Por Oscar Pilagallo
O complexo Ipes/Ibad foi
o verdadeiro partido da burguesia, segundo René Dreifuss em “A conquista do
Estado”.
A interpretação de que a
derrubada do presidente João Goulart em 1964 resultou não apenas de um golpe
militar deve-se em grande parte ao trabalho de um cientista político uruguaio:
René Dreifuss. Em 1981, quando o ciclo militar aproximava-se do fim, o autor
publicou 1964 - A conquista do Estado, em que expôs a minuciosa pesquisa
documental que demonstrou a participação da sociedade civil na ação dos
militares.
Até a divulgação do
trabalho de Dreifuss não se tinha a dimensão exata da articulação dos civis.
Sabia-se que o afastamento de Jango, um presidente considerado fraco e refém
dos sindicalistas de esquerda, ia ao encontro dos interesses do grande capital.
Sabia-se também que as manifestações públicas da classe média nos últimos dias
do governo civil haviam dado o empurrão final no presidente. O papel dos civis,
no entanto, foi muito mais importante.
Dreifuss mostrou a
atuação de grande parte do empresariado brasileiro e de representantes de
multinacionais reunidos no Ipes (Instituto de Pesquisas e Estudos Sociais),
fundado no final de 1961. “O Ipes não era com certeza, como freqüentemente é
descrito, um movimento amador de empresários com inclinações românticas ou um
mero disseminador de limitada propaganda anticomunista; era, ao contrário, um
grupo de ação sofisticado, bem equipado e preparado; era o núcleo de uma elite
orgânica empresarial de grande visão, uma força-tarefa estrategicamente
informada, agindo como vanguarda das classes dominantes”, na definição de Dreifuss.
Mais focado em
estratégias, o Ipes tinha um fundamental braço de apoio no Ibad (Instituto
Brasileiro de Ação Democrática), que agia como unidade tática, respondendo por
atividades secretas.
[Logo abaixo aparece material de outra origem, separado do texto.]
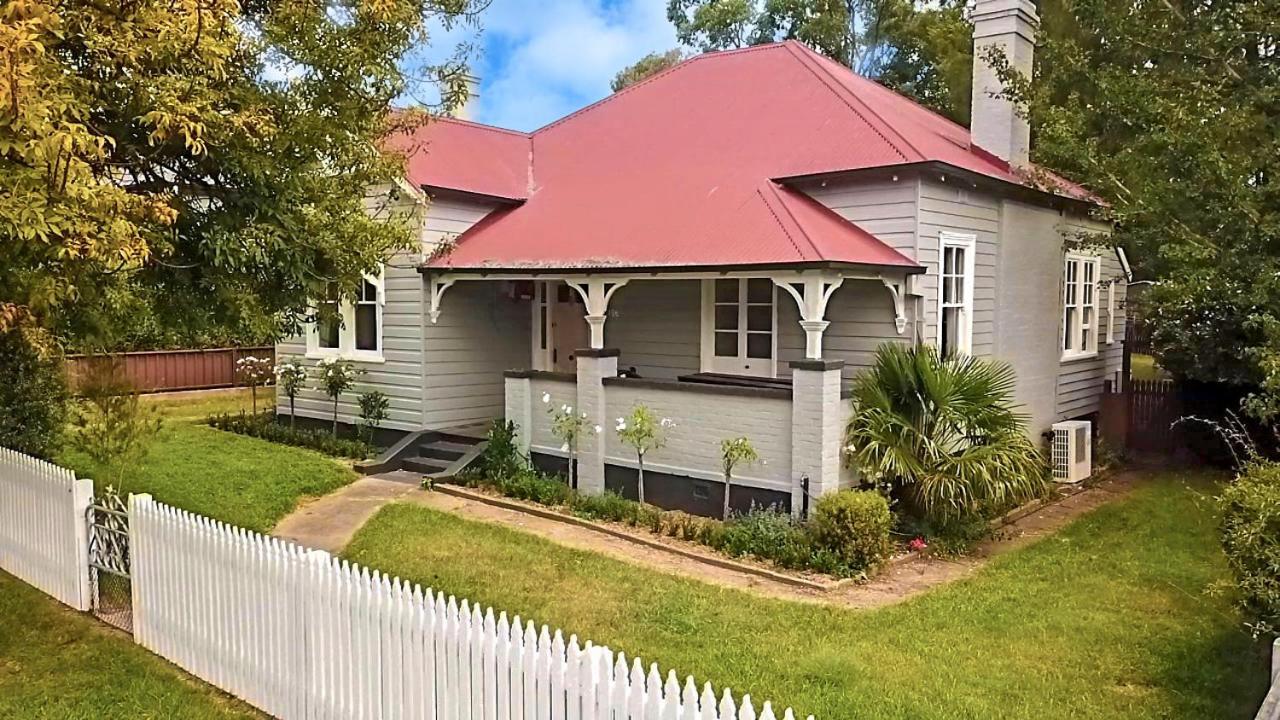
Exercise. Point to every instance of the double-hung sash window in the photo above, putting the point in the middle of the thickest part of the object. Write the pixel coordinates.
(740, 327)
(350, 328)
(955, 294)
(1080, 306)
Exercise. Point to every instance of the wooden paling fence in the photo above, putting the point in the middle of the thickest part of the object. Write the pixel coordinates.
(302, 634)
(1153, 408)
(44, 538)
(167, 370)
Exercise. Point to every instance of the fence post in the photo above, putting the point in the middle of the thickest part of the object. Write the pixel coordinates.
(82, 497)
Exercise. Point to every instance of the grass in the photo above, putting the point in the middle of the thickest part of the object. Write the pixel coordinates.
(56, 662)
(1143, 368)
(1106, 619)
(233, 478)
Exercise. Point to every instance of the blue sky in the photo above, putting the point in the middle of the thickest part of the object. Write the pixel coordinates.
(542, 59)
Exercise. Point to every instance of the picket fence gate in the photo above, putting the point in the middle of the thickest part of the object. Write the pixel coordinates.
(305, 636)
(44, 540)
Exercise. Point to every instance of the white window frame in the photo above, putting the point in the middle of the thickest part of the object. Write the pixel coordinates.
(968, 244)
(712, 363)
(1074, 295)
(543, 317)
(347, 332)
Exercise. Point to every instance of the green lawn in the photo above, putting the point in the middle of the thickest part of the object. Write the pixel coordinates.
(56, 662)
(1107, 619)
(1143, 368)
(237, 479)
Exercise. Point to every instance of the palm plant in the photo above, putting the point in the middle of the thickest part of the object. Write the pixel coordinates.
(942, 432)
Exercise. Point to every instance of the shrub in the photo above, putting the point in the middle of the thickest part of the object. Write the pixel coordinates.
(942, 432)
(265, 427)
(113, 427)
(33, 396)
(854, 527)
(374, 406)
(767, 534)
(1251, 538)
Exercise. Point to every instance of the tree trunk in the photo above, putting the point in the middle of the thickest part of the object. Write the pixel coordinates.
(640, 483)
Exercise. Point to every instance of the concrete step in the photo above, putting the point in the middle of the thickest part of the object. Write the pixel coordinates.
(425, 465)
(444, 450)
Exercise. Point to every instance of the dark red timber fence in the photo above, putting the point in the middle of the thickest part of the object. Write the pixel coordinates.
(167, 370)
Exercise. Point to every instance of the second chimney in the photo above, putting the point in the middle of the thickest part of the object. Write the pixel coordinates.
(995, 124)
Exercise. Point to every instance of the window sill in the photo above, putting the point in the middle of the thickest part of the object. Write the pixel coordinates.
(365, 358)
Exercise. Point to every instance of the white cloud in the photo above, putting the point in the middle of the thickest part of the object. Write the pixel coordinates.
(542, 60)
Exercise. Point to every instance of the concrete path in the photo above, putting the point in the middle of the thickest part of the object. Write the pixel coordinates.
(330, 522)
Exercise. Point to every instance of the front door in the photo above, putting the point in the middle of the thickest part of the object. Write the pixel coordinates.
(741, 318)
(570, 331)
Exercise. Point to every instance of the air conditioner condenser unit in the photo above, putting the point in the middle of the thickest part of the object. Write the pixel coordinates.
(1073, 451)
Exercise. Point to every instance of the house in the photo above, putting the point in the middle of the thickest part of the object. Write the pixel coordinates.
(728, 242)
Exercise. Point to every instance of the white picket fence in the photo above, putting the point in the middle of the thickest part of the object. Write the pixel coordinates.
(44, 538)
(301, 634)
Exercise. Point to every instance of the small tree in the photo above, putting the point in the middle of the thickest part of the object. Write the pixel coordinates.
(291, 377)
(641, 431)
(254, 372)
(114, 428)
(735, 452)
(336, 377)
(567, 427)
(373, 410)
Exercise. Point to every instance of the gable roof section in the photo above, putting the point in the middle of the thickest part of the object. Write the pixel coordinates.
(680, 169)
(466, 156)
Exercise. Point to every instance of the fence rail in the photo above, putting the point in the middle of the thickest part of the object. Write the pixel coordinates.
(44, 540)
(302, 634)
(167, 370)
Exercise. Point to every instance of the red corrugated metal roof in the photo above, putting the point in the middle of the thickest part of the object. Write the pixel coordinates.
(467, 156)
(677, 169)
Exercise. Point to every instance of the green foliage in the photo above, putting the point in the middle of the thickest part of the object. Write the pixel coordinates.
(206, 159)
(373, 410)
(254, 372)
(650, 64)
(1251, 538)
(854, 525)
(337, 376)
(291, 377)
(113, 427)
(33, 397)
(641, 431)
(266, 427)
(1125, 98)
(501, 456)
(942, 432)
(734, 452)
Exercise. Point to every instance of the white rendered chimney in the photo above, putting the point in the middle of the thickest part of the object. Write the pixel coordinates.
(995, 123)
(467, 106)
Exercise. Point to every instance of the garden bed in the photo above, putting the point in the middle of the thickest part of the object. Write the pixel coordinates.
(675, 546)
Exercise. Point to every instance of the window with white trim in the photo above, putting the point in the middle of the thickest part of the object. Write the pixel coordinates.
(955, 294)
(740, 327)
(350, 328)
(1080, 306)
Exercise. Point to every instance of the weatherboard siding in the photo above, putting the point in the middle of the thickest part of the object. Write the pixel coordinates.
(657, 324)
(964, 212)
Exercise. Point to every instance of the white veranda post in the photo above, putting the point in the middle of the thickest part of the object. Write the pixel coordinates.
(812, 295)
(597, 294)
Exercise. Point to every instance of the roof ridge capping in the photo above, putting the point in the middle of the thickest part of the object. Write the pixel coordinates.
(684, 63)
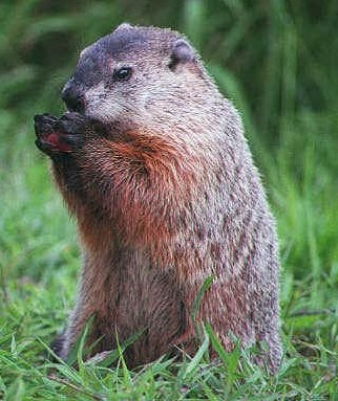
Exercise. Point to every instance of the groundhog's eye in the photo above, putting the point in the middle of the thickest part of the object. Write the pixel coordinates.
(122, 74)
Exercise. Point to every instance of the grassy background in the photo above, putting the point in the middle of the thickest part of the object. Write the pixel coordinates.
(277, 60)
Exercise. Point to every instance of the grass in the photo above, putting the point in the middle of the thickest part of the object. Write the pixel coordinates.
(272, 62)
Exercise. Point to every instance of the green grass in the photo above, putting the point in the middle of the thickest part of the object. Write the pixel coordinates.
(279, 67)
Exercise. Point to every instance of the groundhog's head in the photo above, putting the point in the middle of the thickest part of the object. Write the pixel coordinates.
(136, 73)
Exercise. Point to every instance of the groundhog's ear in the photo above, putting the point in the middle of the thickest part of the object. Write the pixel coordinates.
(181, 53)
(124, 25)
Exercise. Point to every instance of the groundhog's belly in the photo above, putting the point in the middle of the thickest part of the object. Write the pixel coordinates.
(145, 307)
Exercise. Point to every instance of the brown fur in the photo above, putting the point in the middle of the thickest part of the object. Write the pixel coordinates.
(166, 195)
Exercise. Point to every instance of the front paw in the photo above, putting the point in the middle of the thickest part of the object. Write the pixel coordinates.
(59, 135)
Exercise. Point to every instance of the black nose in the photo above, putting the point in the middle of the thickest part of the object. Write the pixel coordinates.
(73, 99)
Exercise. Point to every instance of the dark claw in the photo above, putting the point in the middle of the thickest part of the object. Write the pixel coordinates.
(59, 135)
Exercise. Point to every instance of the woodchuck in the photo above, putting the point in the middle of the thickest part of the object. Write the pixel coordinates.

Os dois se complementavam. “No curso de sua oposição às
estruturas populistas, ao Executivo nacional-reformista e às forças sociais
populares, o complexo Ipes/Ibad se tornava o verdadeiro partido da burguesia e
seu estado-maior para a ação ideológica, política e popular.”
Intelectual de esquerda,
René Dreifuss (1945-2003) deixou vários estudos sobre a relação entre forças
armadas e sociedade civil na América Latina. 1964 - A conquista do Estado é sua
grande contribuição à historiografia brasileira. O trabalho de pesquisa foi tão
extensivo que, na época de sua publicação, quando se transformou em best seller
das ciências políticas, o autor chegou a ser criticado por expor intelectuais e
empresários que teriam tido envolvimento marginal com os institutos.
O livro, no entanto,
resistiu ao tempo, como se pode verificar em sua reedição pela Editora Vozes.
Pela grande quantidade de nomes citados, a obra ganharia em utilidade se
tivesse um índice remissivo. Sem contar com esse instrumento de consulta, o
leitor é obrigado a enfrentar as quase 900 páginas e cruzar, ele próprio, as
referências. É pena que a editora não tenha aproveitado a repaginação, que
facilitou a leitura, para oferecer também esse serviço. De qualquer maneira, os
historiadores agradecem por não terem mais que garimpar o livro em sebos.